Transparent Rewriting with Sync-Materialized View
Overview
The Sync-Materialized View is a special kind of table that pre-computes and stores data according to a predefined SELECT statement. Its main purpose is to meet users' needs for analyzing raw detailed data from any dimension and also enable quick analysis and queries on fixed dimensions.
The applicable scenarios for synchronous materialized views are as follows:
- The analysis requirements cover both detailed data queries and fixed-dimension queries.
- The queries involve only a small number of columns or rows in the table.
- The queries include time-consuming processing operations, such as long-duration aggregation operations.
- The queries need to match different prefix indexes.
For queries that frequently and repeatedly use the results of the same subqueries, synchronous materialized views can significantly improve performance. Doris will automatically maintain the data of materialized views to ensure data consistency between the base table and the materialized view table, without requiring additional manual maintenance costs. During a query, the system will automatically match the optimal materialized view and directly read data from it.
- In Doris 2.0 and later versions, materialized views have some enhanced functions. It is recommended that users confirm in the test environment whether the expected queries can hit the materialized views they want to create before using materialized views in the formal production environment.
- It is not recommended to create multiple materialized views with similar forms on the same table, as this may lead to conflicts among multiple materialized views and thus cause query hit failures.
Case
The following uses a specific example to demonstrate the process of using synchronous materialized views to accelerate queries:
Suppose we have a detailed sales record table named sales_records, which records various pieces of information for each transaction in detail, including the transaction ID, salesperson ID, selling store ID, sales date, and transaction amount. Now, we often need to conduct analysis and queries on the sales volume of different stores.

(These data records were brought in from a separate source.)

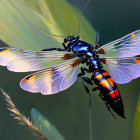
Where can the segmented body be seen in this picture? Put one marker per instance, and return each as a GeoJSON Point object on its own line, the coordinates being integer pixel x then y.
{"type": "Point", "coordinates": [108, 89]}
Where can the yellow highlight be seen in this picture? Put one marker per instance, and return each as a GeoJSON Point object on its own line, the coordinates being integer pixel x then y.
{"type": "Point", "coordinates": [133, 35]}
{"type": "Point", "coordinates": [98, 76]}
{"type": "Point", "coordinates": [31, 78]}
{"type": "Point", "coordinates": [7, 50]}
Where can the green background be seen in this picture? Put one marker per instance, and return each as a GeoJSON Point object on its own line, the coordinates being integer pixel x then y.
{"type": "Point", "coordinates": [68, 110]}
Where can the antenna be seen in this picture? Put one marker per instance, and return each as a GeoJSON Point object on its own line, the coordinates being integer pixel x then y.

To optimize the performance of these queries, we can create a materialized view named store_amt. This view groups by the selling store and sums up the sales amounts of the same store. The specific steps are as follows:
Create a Sync-Materialized View
Firstly, we use the following SQL statement to create the materialized view store_amt:
CREATE MATERIALIZED VIEW store_amt AS 
SELECT store_id, SUM(sale_amt) 
FROM sales_records
GROUP BY store_id;
After submitting the creation task, Doris will build this synchronous materialized view asynchronously in the background. We can use the following command to check the creation progress of the materialized view:
SHOW ALTER TABLE MATERIALIZED VIEW FROM db_name;
When the State field becomes FINISHED, it means that the store_amt materialized view has been successfully created.
Transparent Rewriting
After the materialized view is created, when we query the sales volume of different stores, Doris will automatically match the store_amt materialized view and directly read the pre-aggregated data from it, thus significantly improving the query efficiency. The query statement is as follows:
SELECT store_id, SUM(sale_amt) FROM sales_records GROUP BY store_id;
We can also use the EXPLAIN command to check whether the query has successfully hit the materialized view:
EXPLAIN SELECT store_id, SUM(sale_amt) FROM sales_records GROUP BY store_id;
At the end of the execution plan, if something like the following is displayed, it means that the query has successfully hit the store_amt materialized view:
TABLE: default_cluster:test.sales_records(store_amt), PREAGGREGATION: ON
Through the above steps, we can use synchronous materialized views to optimize query performance and improve the efficiency of data analysis.
Summary
By creating synchronous materialized views, we can significantly improve the query speed for relevant aggregation analysis. Single-table materialized views not only enable us to conduct statistical analysis quickly but also flexibly support the query needs for detailed data, which is a very powerful feature in Doris.